After reading that you have these side effects six years later, it makes me wonder if I really want to do Chemo/Rad. I don't know how you have done it Hondo. This sounds terribly painful and that is does not seem to go away.

Ann

Hondo's picture
Hondo
Posts: 5927
Joined: Apr 2009

Yep I have a lot of pain and problems but remember I been radiated twice and then got a very bad Mastoid infection on top of everything, mainly the reason for all my problems and pain. But somehow when I look at it and realize I enjoy being here to see my grandchildren grownup; it makes it worth all the pain.

With you doing Rad and Chemo only once you should pull through it with flying colors, believe me it is very well worth it for them.

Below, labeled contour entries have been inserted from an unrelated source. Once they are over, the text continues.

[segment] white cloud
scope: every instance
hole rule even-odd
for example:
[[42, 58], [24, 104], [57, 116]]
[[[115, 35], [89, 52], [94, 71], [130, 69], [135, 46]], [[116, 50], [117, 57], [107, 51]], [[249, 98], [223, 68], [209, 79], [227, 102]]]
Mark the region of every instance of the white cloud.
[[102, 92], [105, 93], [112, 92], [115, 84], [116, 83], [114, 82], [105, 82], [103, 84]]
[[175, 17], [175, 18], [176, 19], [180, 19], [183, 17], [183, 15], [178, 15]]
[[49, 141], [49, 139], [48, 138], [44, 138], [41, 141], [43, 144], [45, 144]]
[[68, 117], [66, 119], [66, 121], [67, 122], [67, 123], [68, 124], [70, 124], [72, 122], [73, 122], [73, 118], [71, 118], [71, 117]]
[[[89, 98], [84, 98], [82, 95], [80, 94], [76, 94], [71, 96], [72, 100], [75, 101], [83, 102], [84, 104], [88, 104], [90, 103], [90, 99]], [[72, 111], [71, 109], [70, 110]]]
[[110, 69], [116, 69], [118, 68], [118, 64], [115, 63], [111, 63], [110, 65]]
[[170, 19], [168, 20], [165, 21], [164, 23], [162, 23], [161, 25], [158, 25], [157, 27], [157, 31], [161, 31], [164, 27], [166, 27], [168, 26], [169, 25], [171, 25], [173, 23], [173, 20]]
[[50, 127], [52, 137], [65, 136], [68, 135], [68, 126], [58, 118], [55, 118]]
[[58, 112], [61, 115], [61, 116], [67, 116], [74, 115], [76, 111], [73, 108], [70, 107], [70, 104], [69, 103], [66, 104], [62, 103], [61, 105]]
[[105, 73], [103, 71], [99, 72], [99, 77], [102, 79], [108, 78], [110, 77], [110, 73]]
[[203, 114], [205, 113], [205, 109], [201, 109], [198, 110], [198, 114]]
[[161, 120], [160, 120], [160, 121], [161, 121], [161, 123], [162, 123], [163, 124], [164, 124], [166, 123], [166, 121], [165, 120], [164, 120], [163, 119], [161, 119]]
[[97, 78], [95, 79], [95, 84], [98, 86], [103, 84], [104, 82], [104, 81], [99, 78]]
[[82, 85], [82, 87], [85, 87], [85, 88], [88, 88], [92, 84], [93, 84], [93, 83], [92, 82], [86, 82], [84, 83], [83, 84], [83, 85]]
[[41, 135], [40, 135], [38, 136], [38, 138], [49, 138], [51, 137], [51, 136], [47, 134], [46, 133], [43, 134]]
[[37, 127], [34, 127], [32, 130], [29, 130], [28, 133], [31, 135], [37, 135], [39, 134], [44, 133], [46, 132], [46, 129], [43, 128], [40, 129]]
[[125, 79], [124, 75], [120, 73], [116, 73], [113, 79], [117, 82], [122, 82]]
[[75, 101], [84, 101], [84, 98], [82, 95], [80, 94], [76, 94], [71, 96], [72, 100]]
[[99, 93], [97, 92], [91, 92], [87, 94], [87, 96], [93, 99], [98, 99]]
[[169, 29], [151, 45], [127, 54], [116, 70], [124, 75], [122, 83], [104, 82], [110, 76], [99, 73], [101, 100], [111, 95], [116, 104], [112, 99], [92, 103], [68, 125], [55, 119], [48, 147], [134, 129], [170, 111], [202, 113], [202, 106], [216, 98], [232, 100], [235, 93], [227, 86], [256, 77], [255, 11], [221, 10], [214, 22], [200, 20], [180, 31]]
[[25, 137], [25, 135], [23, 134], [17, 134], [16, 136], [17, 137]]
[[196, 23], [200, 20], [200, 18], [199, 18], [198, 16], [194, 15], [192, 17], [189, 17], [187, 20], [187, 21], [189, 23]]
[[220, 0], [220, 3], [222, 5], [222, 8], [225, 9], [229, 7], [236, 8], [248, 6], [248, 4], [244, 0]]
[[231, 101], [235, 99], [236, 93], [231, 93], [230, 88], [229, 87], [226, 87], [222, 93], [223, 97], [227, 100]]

God bless and keep you in his care
Hondo

JUDYV5's picture
JUDYV5
Posts: 392
Joined: Jun 2010

Isn't it weird with all those side effects we could/do suffer from it is still absolutely fantastic to be alive.

Kent Cass's picture
Kent Cass
Posts: 1747
Joined: Nov 2009

Yes, Judy- it is fantastic. Fortunately, a number of the listed side-effects are temporary-
we experience only during the treatment, and/or a little while after, but in time go away. I was hoping for a list of just the post-treatment side-effects, as during treatment it's "come what may." Scalded tongue, for instance, which I do remember well, but is not part of my life after. Yes, Judy- it is fantastic to be alive.

kcass

dennis318's picture
dennis318
Posts: 349
Joined: Feb 2010

The only thing is, every major hospital is having cancer meetings tomorrow, of all the effects of cancer and chemo...I wonder where they came up with all this stuff, and charge us $85.00 and send the rest to our Insurance Company..we are sometimes the doctors and they learn from us...lol, they have no idea what to feel and what we go threw

sweetblood22's picture
sweetblood22
Posts: 3230
Joined: Jan 2010

Kent, those are my post treatment side effects, save the thyroid issues. My tongue still feels as if I just drank 212 degree boiling water. :/

Kent Cass's picture
Kent Cass
Posts: 1747
Joined: Nov 2009

Sorry to hear that. For me, it was flesh-colored stripes running lengthways down my tongue at the end of week #1, but was just caused by the rads interacting with the chemo (I think), and my body got it healed, post-treatment. Still a little more sensitive than it used to be, but no big deal. Thing is, Sweet, I'm NPC, so our C is different, as was what the Drs. dished out. Hope in time things get better, girl.